Der Charakterdarsteller, unter anderem bekannt durch seine Rolle als Franz Biberkopf in der Fassbinder-Adaption von Berlin Alexanderplatz ist mit 92 Jahren gestorben.

11. Oktober 2022

Wenn in zeitgenössischen autobiografischen Schriften fragmentierte Leben geschildert werden, dann zerfallen sie auch beim Lesen oft – vom großen Ganzen einer gesellschaftlichen Norm ausgehend – in tausende Gedankensplitter. Eine Vita wie die des am 4. Oktober 2022 im Alter von 92 Jahren gestorbenen Schauspielers Günter Lamprecht dagegen liest sich, als wäre erst sie ursprünglich aus lauter Scherben zusammengefügt worden, und reihe sich in der Herausbildung einer besonderen Gestalt nun nahtlos in die Geschichtsbücher ein. Dazu passt, dass man einen Meister seines Fachs, dessen Ausstrahlung noch alles erlernte Können übertrifft, als Charakterdarsteller bezeichnet. Und eine Paraderolle war für ihn die des Franz Biberkopf in der Serien-Verfilmung von Alfred Döblins Weltroman Berlin Alexanderplatz durch Rainer Werner Fassbinder. Jener Biberkopf, der frisch aus dem Gefängnis entlassen gleich die Fesseln des Überlebens in der Großstadt fürchtet, all die Fallstricke, falschen Freunde und losen Enden alter Rechnungen, die er beim Absitzen seiner Strafe hinter sich hatte hängen lassen. Den eigenen Charakter formte Lamprecht früh. Seine Herkunft aus dem Proletariat ist ebenso prägend wie seine Beteiligung am Zweiten Weltkrieg als Kindersoldat. "Ein höllisches Ding, das Leben" nannte Lamprecht den zweiten Teil seiner Memoiren nach einem Zitat von Alfred Döblin, der erste Teil ließ hinter den bitteren Erfahrungen jedoch eine nie versiegende Sehnsucht erkennen: "Und wehmütig bin ich immer noch. Eine Kindheit in Berlin".
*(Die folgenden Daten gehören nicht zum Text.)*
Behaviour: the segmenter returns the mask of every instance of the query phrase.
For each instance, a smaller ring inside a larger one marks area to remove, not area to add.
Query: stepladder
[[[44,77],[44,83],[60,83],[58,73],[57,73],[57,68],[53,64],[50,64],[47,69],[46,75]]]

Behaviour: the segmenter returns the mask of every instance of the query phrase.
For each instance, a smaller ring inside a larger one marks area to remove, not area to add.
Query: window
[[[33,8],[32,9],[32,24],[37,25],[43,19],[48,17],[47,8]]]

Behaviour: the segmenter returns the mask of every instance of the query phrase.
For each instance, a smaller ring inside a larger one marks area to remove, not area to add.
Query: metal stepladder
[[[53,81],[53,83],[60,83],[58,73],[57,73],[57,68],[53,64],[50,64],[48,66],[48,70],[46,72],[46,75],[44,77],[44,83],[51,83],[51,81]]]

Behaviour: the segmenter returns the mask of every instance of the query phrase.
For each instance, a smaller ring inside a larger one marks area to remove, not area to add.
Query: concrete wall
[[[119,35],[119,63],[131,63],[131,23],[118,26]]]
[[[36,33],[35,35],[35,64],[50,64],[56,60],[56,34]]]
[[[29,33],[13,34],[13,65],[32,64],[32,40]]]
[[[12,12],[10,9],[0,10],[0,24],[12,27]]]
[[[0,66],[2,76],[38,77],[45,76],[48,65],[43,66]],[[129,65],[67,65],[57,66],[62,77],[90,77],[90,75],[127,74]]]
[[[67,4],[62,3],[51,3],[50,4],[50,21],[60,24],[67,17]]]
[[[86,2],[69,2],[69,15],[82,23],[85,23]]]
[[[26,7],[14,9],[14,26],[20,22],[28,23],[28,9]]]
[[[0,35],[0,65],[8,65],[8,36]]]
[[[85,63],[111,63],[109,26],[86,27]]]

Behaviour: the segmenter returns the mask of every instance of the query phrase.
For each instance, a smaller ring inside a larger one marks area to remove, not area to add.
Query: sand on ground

Günter Lamprecht: Ein echter Mensch in einer "Welt am Draht" © Studiocanal

Günter Lamprecht: Ein echter Mensch in einer "Welt am Draht" © Studiocanal

Der Weg führte Lamprecht eher durch Zufall zur Schauspielerei – jemandem mit seinem Background ist das Hineinschlüpfen in andere Figuren, das Vorgaukeln ein anderer zu sein, als man sich erst noch anschickt zu werden, nicht in die Wiege gelegt. So einer spielt sich selbst, bis er weiß, wer er ist. Das tat Lamprecht auch in Fassbinders Welt am Draht – wo keiner weiß, wer oder was er wirklich ist, weil da in Wahrheit die Welt nur eine Simulation ist. Fassbinder wusste Lamprechts kühne Authentizität (das Ausstellen des eigenen aus der Arbeiterklasse stammenden Ichs in einem Milieu, das die Arbeit am Diskurs für die härteste Arbeit hält) zu schätzen, besetzte ihn auch in seinem grandiosen Die Ehe der Maria Braun. Jahrelang kam Lamprecht als knorrig-melancholischer Tatort-Kommissar zu uns ins Wohnzimmer, zuletzt spielte er auch in einer Staffel der Erfolgsserie Babylon Berlin mit, so sehr war er mit den alten Zeiten verschmolzen, vermutlich weil er ihre Erde an seinen Schuhen durch sämtliche Rollen schleppte, dass man ihn in diesem 1920er-Jahre-Szenario nicht übergehen durfte (und auch im Fiktiven wird er dabei zum Milieuflüchtling, da er den Aristokratengeneral Paul von Hindenburg mimt, der zudem noch Hitlers Machtergreifung begünstigte). Aus Lamprecht ist einer geworden. Einer, den man auch in Zukunft so schnell nicht vergessen wird, weil er in all dem Werden und Vorwärtskommen bei sich selbst geblieben ist. Er möge in Frieden ruhen.